新しい生

田山録弥




 吾々はある意味に於ては、かなければならない。ある意味に於ては、離れなければならない。しかし、吾々は即くばかりで生きてをられるものではない。また離れるばかりで生きてをられるものではない。即くと同時に離れがあり、離と同時に即がある。これが即ち吾々である。あらゆる矛盾があり、あらゆる撞着のあるのが即ち吾々である。更に言葉を更へて言へば、大きい心ほど、自然に近い心ほど、さうしたあらゆる矛盾したものをその中に包含して更に不自然を感じないのである。ところが、これを一度抽象して思想にすると、いくら説明してもさうした細かい心の中には、どうしても入つて行けなくなる。従つて、傍観と言へば、本当に世の中を離れて了つたもののやうに言ひ、観察と言へば、自分一人を人間の中から離して来たやうに言つて了ふのである。傍観は決して単なる傍観であり得ないことを知り得ないのである。また傍観にも非常に度数があつて、そのある者に至つては、全く人生と相即いたと言つても差支ない位のものである。

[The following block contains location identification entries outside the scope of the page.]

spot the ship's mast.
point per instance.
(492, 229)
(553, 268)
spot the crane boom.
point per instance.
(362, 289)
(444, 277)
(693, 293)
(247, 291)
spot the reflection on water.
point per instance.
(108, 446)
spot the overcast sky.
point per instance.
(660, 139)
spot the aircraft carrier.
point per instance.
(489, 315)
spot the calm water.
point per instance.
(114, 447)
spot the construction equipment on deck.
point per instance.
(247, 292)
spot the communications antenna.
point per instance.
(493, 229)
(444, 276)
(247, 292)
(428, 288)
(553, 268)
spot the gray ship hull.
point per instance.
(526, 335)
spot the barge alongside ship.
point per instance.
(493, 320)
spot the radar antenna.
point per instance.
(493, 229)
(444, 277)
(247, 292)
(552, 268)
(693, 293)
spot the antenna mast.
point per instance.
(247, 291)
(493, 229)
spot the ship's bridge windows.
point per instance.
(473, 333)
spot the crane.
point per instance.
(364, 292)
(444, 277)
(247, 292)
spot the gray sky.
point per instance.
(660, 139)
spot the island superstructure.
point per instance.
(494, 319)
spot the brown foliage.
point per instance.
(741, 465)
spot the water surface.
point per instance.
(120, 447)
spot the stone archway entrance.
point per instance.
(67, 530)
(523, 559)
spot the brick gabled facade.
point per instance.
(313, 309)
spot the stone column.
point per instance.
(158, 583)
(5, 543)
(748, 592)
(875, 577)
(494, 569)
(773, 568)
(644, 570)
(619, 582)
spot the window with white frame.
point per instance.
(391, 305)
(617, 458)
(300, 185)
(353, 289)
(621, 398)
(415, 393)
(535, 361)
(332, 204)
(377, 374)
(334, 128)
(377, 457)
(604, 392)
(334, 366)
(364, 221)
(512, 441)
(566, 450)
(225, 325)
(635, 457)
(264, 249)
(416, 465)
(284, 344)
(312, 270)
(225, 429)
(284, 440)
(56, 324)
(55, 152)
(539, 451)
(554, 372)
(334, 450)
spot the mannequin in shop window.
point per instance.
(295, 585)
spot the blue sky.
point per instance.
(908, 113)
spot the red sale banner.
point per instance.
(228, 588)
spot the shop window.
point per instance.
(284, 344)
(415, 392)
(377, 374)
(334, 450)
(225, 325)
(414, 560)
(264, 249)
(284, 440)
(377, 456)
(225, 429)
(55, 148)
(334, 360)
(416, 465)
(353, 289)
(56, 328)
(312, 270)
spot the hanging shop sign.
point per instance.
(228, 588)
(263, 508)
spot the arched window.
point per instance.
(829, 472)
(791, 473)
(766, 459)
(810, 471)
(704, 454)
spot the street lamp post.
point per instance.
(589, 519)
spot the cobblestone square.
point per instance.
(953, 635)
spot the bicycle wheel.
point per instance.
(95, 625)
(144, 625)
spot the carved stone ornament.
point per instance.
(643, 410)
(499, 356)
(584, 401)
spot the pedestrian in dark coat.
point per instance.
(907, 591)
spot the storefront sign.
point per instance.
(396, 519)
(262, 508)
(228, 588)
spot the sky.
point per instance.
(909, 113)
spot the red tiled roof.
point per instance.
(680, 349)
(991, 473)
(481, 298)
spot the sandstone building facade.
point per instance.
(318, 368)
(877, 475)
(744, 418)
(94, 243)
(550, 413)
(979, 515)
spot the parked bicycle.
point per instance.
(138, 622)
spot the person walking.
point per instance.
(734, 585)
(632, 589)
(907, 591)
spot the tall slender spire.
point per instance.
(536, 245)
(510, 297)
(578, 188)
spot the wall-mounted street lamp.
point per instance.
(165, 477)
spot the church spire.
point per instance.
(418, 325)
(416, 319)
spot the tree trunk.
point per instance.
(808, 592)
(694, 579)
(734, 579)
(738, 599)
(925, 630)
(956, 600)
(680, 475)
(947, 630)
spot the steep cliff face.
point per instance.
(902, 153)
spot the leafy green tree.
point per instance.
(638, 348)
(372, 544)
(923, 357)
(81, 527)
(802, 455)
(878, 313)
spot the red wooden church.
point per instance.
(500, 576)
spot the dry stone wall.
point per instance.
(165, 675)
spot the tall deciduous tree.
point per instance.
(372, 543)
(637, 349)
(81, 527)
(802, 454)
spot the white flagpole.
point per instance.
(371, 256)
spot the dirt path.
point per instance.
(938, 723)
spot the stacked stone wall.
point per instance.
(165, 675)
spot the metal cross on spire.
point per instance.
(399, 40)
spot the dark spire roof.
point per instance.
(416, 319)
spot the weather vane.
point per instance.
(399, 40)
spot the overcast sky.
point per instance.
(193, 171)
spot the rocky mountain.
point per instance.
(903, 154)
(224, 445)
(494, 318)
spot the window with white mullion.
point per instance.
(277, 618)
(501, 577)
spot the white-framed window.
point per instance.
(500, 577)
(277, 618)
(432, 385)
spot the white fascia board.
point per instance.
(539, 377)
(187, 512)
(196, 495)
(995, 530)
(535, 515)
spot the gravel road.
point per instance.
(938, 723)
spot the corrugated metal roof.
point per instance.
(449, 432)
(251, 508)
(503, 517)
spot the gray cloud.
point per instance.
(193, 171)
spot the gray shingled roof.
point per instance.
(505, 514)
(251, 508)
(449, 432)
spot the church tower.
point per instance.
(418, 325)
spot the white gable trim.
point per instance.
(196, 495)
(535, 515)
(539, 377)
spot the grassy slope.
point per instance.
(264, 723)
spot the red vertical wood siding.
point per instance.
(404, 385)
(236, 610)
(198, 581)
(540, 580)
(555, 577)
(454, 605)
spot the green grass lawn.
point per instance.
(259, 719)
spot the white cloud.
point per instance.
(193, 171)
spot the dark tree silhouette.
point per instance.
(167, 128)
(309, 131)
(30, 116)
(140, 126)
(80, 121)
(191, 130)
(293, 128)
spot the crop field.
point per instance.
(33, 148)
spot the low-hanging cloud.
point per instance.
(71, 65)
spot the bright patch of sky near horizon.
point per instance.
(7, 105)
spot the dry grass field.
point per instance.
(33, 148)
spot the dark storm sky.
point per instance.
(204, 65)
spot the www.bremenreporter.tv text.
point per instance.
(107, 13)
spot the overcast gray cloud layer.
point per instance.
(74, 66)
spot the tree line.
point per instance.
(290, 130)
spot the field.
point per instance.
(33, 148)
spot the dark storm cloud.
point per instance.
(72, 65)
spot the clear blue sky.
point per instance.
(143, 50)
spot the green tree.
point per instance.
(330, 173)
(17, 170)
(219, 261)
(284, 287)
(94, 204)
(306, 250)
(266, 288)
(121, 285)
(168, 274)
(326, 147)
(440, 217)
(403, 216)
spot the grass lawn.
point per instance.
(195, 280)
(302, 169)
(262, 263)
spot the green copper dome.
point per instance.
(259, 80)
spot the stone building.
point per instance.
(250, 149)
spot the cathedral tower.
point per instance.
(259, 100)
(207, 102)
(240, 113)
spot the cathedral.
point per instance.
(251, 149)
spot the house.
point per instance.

 即きすぎたのがいけないやうに、離れすぎたのもいけないのである。であるから、実際の人生の渦中にあるものには、貪著を戒め、遁世の道にあるものには、欲に近づくことを勧めるといふのが、一番本当のことである。そして、この権衡は、常に平均を保つやうに――時には際立つた上下動があるにしても、それが全く顛倒てんたうしないやうによく平均を保つてゐるといふことが、最も必要であらうと思ふ。

 表面にあらはれたものの一歩奥を見ることの出来るものでなければ、とても、芸術を語ることは出来ない。否、芸術ばかりでない、人生をも知ることが出来ない。他をも知ることが出来ない。否、さういふものは、本当に自己の如何をさへ知つてゐないものだと言つて差支ない。

 この作のかげには、何がかくされてあるか。この作の表面には、かう書いてあるけれども、作者の本当の心持は何処にあるか。かういふ風に読者は考へて見なければならない。否、さう考へて見てすら、本当にその奥がわからないやうなのが芸術である。否、芸術ばかりでない、人生もさうではないか。吾々が生きて行く上にも、さうした深奥なものが常に吾々の一歩奥に横つてゐるではないか。そしてそれを、何等かの形で――細かい心理や気分で嗅いだり、触つたりしなければならないではないか。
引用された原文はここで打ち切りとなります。